Same with Credit Suisse; the last paragraph: credits with relationship managers travel to the United States to solicit clients, provide investment advice, and induce security transactions. These relationship managers were not registered to provide brokerage or advisory services nor were they affiliated with the registered entity. The relationship managers also communicated with clients in the U.S. through overseas emails and phone calls.

Just an emphasis; it doesn't take physical presence. Marketing materials, whether through a website, emails, or even phone calls could be enough to trigger registration if your voice, if you will ... Your regulatory, your advisory activities spill over into U.S. residence inside the 50 states, you really need to take caution.
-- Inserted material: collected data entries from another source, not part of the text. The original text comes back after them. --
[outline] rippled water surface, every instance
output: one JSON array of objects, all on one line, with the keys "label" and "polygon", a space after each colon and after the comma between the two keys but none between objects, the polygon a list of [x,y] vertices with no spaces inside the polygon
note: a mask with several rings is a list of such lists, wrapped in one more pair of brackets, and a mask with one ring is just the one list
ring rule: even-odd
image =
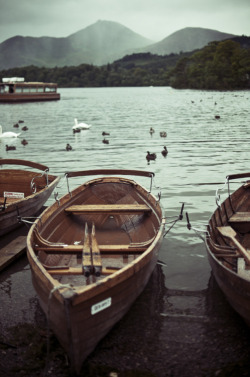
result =
[{"label": "rippled water surface", "polygon": [[[95,168],[153,171],[153,192],[156,195],[160,193],[167,218],[171,220],[171,216],[178,215],[181,203],[185,202],[184,211],[189,213],[192,224],[198,228],[207,223],[214,211],[215,190],[223,186],[226,175],[250,170],[248,91],[177,91],[168,87],[152,87],[60,89],[60,93],[61,100],[56,102],[0,106],[3,131],[22,132],[19,138],[11,141],[16,146],[15,151],[6,152],[5,144],[10,142],[0,140],[1,158],[41,162],[48,165],[52,173],[62,176],[65,171]],[[74,118],[92,127],[73,134]],[[24,121],[19,131],[13,128],[18,120]],[[20,131],[23,125],[28,127],[28,131]],[[155,130],[152,135],[149,133],[151,127]],[[103,131],[110,133],[106,136],[109,144],[103,143]],[[162,131],[167,132],[166,138],[160,137]],[[21,144],[22,139],[28,141],[26,146]],[[67,143],[72,146],[72,151],[66,151]],[[163,146],[168,149],[166,158],[161,155]],[[147,151],[157,154],[150,165],[146,160]],[[72,179],[72,186],[80,183],[81,179]],[[149,187],[147,179],[138,180]],[[63,179],[60,186],[59,194],[65,193],[66,183]],[[197,352],[197,358],[187,359],[191,375],[192,365],[197,360],[203,358],[210,362],[206,347],[215,342],[209,348],[211,363],[215,369],[221,368],[222,362],[216,364],[216,348],[219,345],[224,347],[224,340],[221,336],[216,343],[209,332],[210,325],[206,323],[208,321],[210,324],[213,316],[220,321],[224,312],[227,315],[225,319],[223,314],[226,321],[223,326],[230,328],[225,340],[226,344],[230,344],[228,360],[238,362],[241,350],[233,352],[235,326],[240,323],[243,327],[240,330],[237,328],[237,331],[244,333],[242,329],[246,330],[245,325],[237,316],[234,317],[223,296],[218,296],[220,292],[213,288],[215,283],[204,244],[192,231],[187,230],[185,219],[167,234],[159,259],[166,264],[160,269],[161,279],[159,276],[156,281],[153,279],[152,290],[142,296],[145,300],[152,300],[156,308],[149,315],[149,332],[152,335],[157,330],[157,336],[153,334],[149,341],[155,342],[160,349],[157,354],[159,359],[156,366],[156,358],[151,360],[151,351],[146,349],[147,362],[141,362],[140,367],[143,369],[146,365],[152,372],[158,368],[157,376],[168,375],[160,370],[159,365],[165,365],[166,355],[170,355],[169,349],[173,345],[182,347],[184,344],[187,348],[196,345],[194,353]],[[20,281],[25,280],[25,284],[30,286],[29,266],[24,263],[16,271],[14,267],[12,269],[2,274],[2,280],[0,276],[0,299],[2,297],[8,307],[8,310],[0,309],[2,326],[6,326],[9,312],[14,310],[13,302],[18,301],[20,306],[23,302],[24,306],[13,318],[13,323],[32,320],[35,311],[35,294],[31,288],[28,298],[20,298],[23,294]],[[150,294],[154,299],[148,297]],[[144,304],[142,299],[142,303],[137,303],[139,306],[134,309],[139,310],[140,317],[144,313],[140,312],[140,305]],[[190,321],[193,321],[191,328]],[[154,329],[153,323],[158,324],[154,325]],[[217,327],[212,330],[217,333]],[[138,331],[140,333],[140,327]],[[244,336],[237,341],[237,347],[240,347],[241,339],[245,352]],[[177,349],[174,352],[178,354]],[[173,354],[169,363],[173,372],[169,375],[180,375]]]}]

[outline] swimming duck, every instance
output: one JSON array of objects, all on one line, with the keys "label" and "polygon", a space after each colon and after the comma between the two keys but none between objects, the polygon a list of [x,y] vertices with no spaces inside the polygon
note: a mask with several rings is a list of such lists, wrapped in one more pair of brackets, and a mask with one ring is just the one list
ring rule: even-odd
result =
[{"label": "swimming duck", "polygon": [[156,159],[156,153],[150,153],[150,152],[147,152],[147,156],[146,156],[146,159],[147,161],[151,161],[151,160],[155,160]]},{"label": "swimming duck", "polygon": [[23,145],[27,145],[27,144],[28,144],[27,140],[25,140],[25,139],[23,139],[23,140],[21,141],[21,143],[22,143]]},{"label": "swimming duck", "polygon": [[71,147],[70,144],[67,144],[67,145],[66,145],[66,151],[72,151],[72,147]]},{"label": "swimming duck", "polygon": [[167,133],[165,131],[160,132],[160,137],[167,137]]},{"label": "swimming duck", "polygon": [[163,151],[161,152],[161,154],[163,155],[163,157],[166,157],[167,154],[168,154],[168,150],[167,150],[167,147],[163,147]]},{"label": "swimming duck", "polygon": [[14,147],[14,145],[6,145],[5,149],[6,149],[6,151],[15,151],[16,147]]}]

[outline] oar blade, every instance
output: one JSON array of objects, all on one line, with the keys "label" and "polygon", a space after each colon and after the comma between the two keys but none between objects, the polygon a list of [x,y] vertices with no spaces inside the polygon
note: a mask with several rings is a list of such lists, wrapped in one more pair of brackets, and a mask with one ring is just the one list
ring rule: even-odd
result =
[{"label": "oar blade", "polygon": [[236,232],[231,226],[218,226],[217,229],[224,237],[234,238],[236,236]]}]

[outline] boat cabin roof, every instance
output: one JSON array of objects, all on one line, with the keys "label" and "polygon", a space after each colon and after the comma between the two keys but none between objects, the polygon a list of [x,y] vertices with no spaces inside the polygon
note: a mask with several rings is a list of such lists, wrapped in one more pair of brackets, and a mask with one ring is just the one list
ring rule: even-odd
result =
[{"label": "boat cabin roof", "polygon": [[45,83],[45,82],[26,82],[24,77],[10,77],[10,78],[2,78],[1,86],[4,85],[15,85],[15,86],[57,86],[56,83]]}]

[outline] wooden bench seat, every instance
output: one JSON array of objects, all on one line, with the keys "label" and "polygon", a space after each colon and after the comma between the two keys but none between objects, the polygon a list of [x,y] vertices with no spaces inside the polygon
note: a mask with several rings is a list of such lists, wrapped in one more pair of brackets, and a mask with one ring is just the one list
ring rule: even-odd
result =
[{"label": "wooden bench seat", "polygon": [[[130,245],[98,245],[102,254],[140,254],[147,250],[147,246],[130,246]],[[78,254],[83,250],[83,245],[67,246],[36,246],[35,250],[44,251],[48,254]]]},{"label": "wooden bench seat", "polygon": [[236,212],[234,213],[230,219],[230,223],[242,223],[242,222],[250,222],[250,212]]},{"label": "wooden bench seat", "polygon": [[65,208],[65,212],[74,214],[86,213],[137,213],[137,212],[150,212],[146,204],[86,204],[86,205],[73,205]]},{"label": "wooden bench seat", "polygon": [[[79,267],[55,267],[46,265],[43,265],[43,267],[46,268],[50,275],[82,275],[82,268]],[[101,274],[111,275],[117,271],[119,271],[119,268],[104,267],[102,268]]]}]

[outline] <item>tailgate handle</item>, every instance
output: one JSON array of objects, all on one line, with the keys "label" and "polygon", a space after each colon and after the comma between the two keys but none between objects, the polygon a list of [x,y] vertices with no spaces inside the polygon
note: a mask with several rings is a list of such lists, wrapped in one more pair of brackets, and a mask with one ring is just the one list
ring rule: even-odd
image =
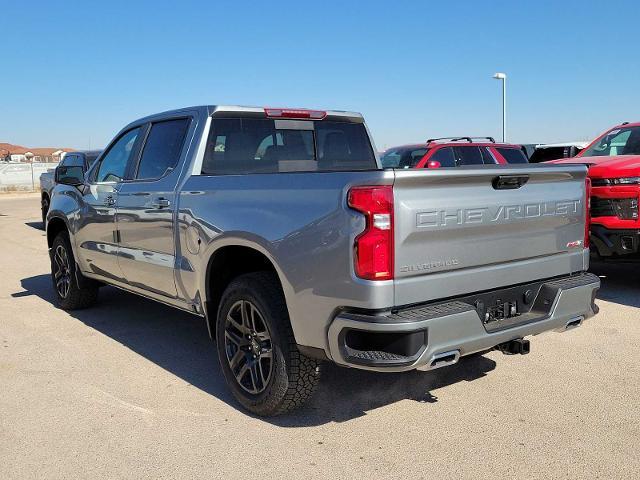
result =
[{"label": "tailgate handle", "polygon": [[529,175],[500,175],[493,179],[496,190],[514,190],[520,188],[529,180]]}]

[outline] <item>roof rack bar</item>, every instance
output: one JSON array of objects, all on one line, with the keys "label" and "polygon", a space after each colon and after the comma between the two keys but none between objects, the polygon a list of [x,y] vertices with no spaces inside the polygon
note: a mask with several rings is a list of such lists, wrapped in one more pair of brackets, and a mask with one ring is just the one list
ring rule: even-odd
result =
[{"label": "roof rack bar", "polygon": [[451,140],[452,142],[459,142],[461,140],[465,140],[469,143],[472,143],[473,139],[489,140],[491,143],[496,143],[493,137],[440,137],[440,138],[430,138],[429,140],[427,140],[427,143],[436,142],[438,140]]}]

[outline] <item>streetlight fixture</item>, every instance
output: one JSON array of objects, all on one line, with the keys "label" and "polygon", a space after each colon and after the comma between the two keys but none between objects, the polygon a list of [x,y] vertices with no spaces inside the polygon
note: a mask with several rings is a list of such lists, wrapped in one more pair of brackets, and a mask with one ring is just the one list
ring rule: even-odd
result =
[{"label": "streetlight fixture", "polygon": [[496,73],[493,78],[502,80],[502,141],[507,141],[507,74]]}]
This would be our message there.

Here it's an interesting case on the next slide. The SEC brought enforcement action against 32 defendants, two particular which had a prominent role in this enforcement action were Ukrainian citizens based in Ukraine, so there was no U.S. connection at all. The conduct did not take place in the United States, but this was an insider trading case where the two defendants had hacked into non-public material information from a server in New Jersey. There's you're U.S. connection. It had an effect. They traded off of information that they found there that was non-public, accruing, it says, over a hundred million in illegal profits. The SEC brought enforcement action against these folks in Ukraine. Had the help of the Ukrainian regulator, the government there to enforce this action.
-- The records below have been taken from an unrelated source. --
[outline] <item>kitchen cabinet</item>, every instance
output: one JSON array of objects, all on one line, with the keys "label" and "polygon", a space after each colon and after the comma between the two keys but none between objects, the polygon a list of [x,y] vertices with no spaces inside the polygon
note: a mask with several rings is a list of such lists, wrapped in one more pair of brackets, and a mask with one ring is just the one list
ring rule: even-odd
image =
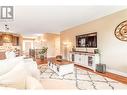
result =
[{"label": "kitchen cabinet", "polygon": [[4,43],[12,43],[13,46],[19,46],[20,35],[0,32],[0,46],[3,46]]}]

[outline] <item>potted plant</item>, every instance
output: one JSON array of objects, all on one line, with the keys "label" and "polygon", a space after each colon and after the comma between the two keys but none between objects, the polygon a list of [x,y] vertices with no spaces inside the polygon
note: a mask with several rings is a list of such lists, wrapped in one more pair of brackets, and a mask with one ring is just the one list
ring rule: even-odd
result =
[{"label": "potted plant", "polygon": [[47,50],[48,50],[48,47],[42,47],[41,51],[39,52],[41,60],[44,60]]}]

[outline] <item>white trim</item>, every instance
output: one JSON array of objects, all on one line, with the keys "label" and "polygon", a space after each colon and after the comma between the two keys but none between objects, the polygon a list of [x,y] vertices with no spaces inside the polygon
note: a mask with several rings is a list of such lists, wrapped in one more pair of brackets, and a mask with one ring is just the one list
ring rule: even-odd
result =
[{"label": "white trim", "polygon": [[23,51],[25,51],[25,42],[29,42],[31,44],[31,49],[33,49],[34,47],[33,40],[23,40]]},{"label": "white trim", "polygon": [[114,73],[114,74],[117,74],[117,75],[121,75],[121,76],[127,77],[127,73],[121,72],[121,71],[118,71],[118,70],[115,70],[115,69],[107,69],[106,71]]}]

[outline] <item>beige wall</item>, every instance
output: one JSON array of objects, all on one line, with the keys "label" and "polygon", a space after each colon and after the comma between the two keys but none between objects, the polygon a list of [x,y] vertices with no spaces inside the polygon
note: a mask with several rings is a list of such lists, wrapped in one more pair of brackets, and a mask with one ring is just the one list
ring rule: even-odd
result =
[{"label": "beige wall", "polygon": [[114,35],[116,26],[124,20],[127,20],[127,9],[61,32],[61,53],[65,43],[69,44],[68,51],[75,46],[76,35],[97,32],[101,63],[106,64],[108,69],[127,73],[127,42],[118,40]]},{"label": "beige wall", "polygon": [[43,33],[41,35],[24,36],[24,40],[33,42],[34,49],[48,47],[47,57],[60,54],[60,35],[53,33]]},{"label": "beige wall", "polygon": [[56,56],[60,53],[60,35],[45,33],[42,35],[42,40],[45,41],[45,46],[48,47],[47,56]]}]

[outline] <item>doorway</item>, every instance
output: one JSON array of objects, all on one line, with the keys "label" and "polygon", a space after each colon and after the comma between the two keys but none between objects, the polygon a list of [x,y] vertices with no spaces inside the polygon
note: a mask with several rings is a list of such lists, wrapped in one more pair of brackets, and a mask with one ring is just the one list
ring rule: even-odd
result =
[{"label": "doorway", "polygon": [[23,40],[23,55],[29,56],[29,49],[33,49],[34,40],[24,39]]}]

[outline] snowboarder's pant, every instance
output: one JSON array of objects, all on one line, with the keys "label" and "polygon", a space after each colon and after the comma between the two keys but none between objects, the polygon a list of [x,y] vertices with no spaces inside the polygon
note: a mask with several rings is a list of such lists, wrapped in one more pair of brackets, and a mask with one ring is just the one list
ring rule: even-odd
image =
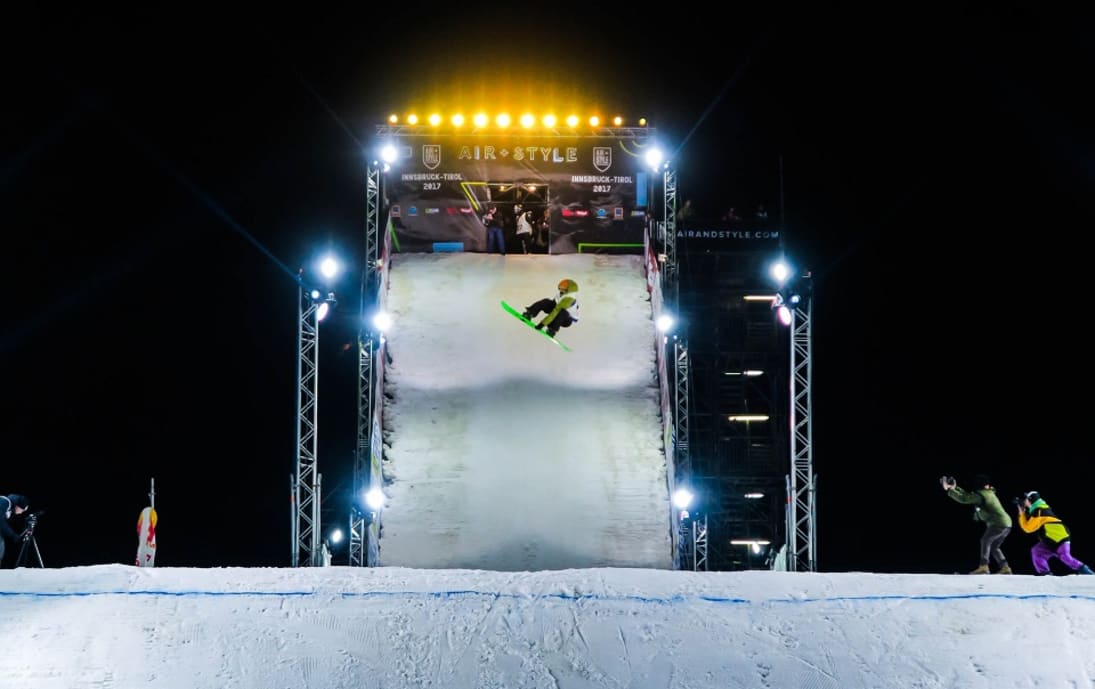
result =
[{"label": "snowboarder's pant", "polygon": [[[551,310],[555,308],[555,300],[551,297],[544,297],[540,301],[536,302],[532,306],[525,309],[525,313],[529,319],[536,318],[541,313],[551,313]],[[548,324],[548,333],[554,335],[559,332],[559,328],[569,328],[574,324],[574,319],[570,317],[570,312],[563,309],[559,313],[555,314],[554,320]]]},{"label": "snowboarder's pant", "polygon": [[487,228],[487,253],[491,253],[494,248],[498,248],[498,253],[503,256],[506,255],[506,240],[502,237],[501,227],[488,227]]},{"label": "snowboarder's pant", "polygon": [[1000,550],[1000,546],[1009,533],[1011,533],[1011,528],[1007,526],[990,525],[985,527],[985,533],[981,534],[981,564],[987,565],[989,563],[989,555],[992,556],[992,561],[1001,567],[1008,563],[1008,559],[1004,555],[1004,551]]},{"label": "snowboarder's pant", "polygon": [[1036,574],[1049,574],[1049,559],[1051,557],[1057,558],[1072,570],[1077,570],[1084,566],[1084,563],[1072,557],[1072,548],[1069,541],[1065,541],[1057,546],[1057,550],[1053,550],[1045,543],[1038,541],[1038,543],[1030,549],[1030,559],[1034,562],[1034,572]]},{"label": "snowboarder's pant", "polygon": [[4,563],[4,537],[0,536],[0,564]]}]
It lets you know ... Here in this case, what I found interesting is although the individuals were outside the United States and the conduct, as far as the hacking, the cyber-security breach, took place in by activities in Ukraine, it had an effect on the U.S. markets. The SEC came outside the United States to bring enforcement action against them.

 Slide number 13. Non-U.S. investment advisers with U.S. and non-U.S. clients. Here we're talking about the "Unibanco Letters;" I just want to say a few things here. In a long line of no-action letters going back to 1992, the SEC staff confirmed that it would not apply the Advisers Act to SEC registered, non-U.S. advisers with respect to their non-U.S. adviser's non-U.S. clients.
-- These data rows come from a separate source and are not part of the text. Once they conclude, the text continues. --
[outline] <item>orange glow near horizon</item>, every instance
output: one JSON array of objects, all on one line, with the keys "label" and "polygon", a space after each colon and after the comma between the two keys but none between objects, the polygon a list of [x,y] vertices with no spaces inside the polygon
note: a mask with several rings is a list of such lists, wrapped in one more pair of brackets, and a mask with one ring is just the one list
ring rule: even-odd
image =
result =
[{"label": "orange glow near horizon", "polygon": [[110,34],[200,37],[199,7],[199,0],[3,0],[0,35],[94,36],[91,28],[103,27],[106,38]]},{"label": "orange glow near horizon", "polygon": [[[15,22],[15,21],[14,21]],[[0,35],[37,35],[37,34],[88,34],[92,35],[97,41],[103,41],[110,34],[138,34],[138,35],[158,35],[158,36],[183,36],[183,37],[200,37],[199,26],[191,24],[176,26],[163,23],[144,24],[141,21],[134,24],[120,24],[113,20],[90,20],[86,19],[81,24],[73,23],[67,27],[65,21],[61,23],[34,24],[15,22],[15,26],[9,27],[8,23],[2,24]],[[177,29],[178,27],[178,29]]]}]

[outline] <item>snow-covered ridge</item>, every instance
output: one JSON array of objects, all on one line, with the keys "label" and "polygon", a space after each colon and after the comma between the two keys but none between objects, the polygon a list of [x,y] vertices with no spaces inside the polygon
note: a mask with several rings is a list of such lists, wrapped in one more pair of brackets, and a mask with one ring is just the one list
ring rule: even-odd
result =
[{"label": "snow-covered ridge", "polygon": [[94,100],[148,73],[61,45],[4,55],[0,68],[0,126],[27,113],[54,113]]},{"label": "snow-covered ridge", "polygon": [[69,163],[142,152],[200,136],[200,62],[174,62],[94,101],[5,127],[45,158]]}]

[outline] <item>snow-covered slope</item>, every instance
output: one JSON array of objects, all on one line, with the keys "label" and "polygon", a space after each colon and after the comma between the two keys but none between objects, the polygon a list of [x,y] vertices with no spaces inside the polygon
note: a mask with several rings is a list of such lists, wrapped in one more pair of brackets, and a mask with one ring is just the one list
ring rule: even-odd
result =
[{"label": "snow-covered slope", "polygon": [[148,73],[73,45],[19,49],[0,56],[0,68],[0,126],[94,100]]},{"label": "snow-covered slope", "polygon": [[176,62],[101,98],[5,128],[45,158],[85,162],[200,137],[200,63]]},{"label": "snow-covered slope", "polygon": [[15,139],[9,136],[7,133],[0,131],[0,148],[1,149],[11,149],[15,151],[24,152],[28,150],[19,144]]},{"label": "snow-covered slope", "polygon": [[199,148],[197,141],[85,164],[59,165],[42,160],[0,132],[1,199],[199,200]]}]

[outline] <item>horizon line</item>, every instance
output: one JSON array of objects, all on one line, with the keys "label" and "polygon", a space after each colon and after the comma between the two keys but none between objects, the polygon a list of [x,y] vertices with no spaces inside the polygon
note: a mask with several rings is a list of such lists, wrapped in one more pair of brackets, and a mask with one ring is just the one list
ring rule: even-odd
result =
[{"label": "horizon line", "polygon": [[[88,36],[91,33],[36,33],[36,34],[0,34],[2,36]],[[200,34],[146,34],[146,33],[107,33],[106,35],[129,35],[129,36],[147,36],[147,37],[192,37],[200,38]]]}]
For example, the delivery of the firm brochure ... We have some clients, of course, that are registered. They're very familiar with what they need to deliver a Form ADV, a firm brochure, up front prior to bringing them on as an advisory client to the firm. Those kind of substantive requirements are not required for non-U.S. advisers and their non-U.S. clients.

However, it is worth emphasizing ... I want to put this in context, we have a lot of clients that have majority non-U.S. clients. That's their primary business. Then they have a handful that are U.S. persons. There is the dilemma of whether they should register just to service these few clients and expose, if you will, the remainder of their business, the non-U.S. clients, to SEC supervision.

They wrestle with the dilemma of whether they should terminate the client relationship with the U.S. or go ahead and register, and if by registering, how interested the SEC also is in their non-U.S. business.

Here in the Unibanco Letters, the SEC has made it quite clear, again, that they are not as interested in the non-U.S. business, but when you have firms that have both U.S. and non-U.S., they certainly will require certain books and records to be kept even for the non-U.S. business that would certainly be subject to examination. Primarily, for example, to make sure that their U.S. clients are not being mistreated. There will not a thorough review or examination on the non-U.S. side, only to the extent that is necessary, again, to make sure that the adviser is respecting the U.S. advisory laws with regards to their U.S. clients.

The perfect example that is often cited is they would look at the trading activities for the non-U.S. clients to ensure, for example, no front-running activities are taking place to the disadvantage of the U.S. clients. They would look at some of your trading activities to ensure against front-running.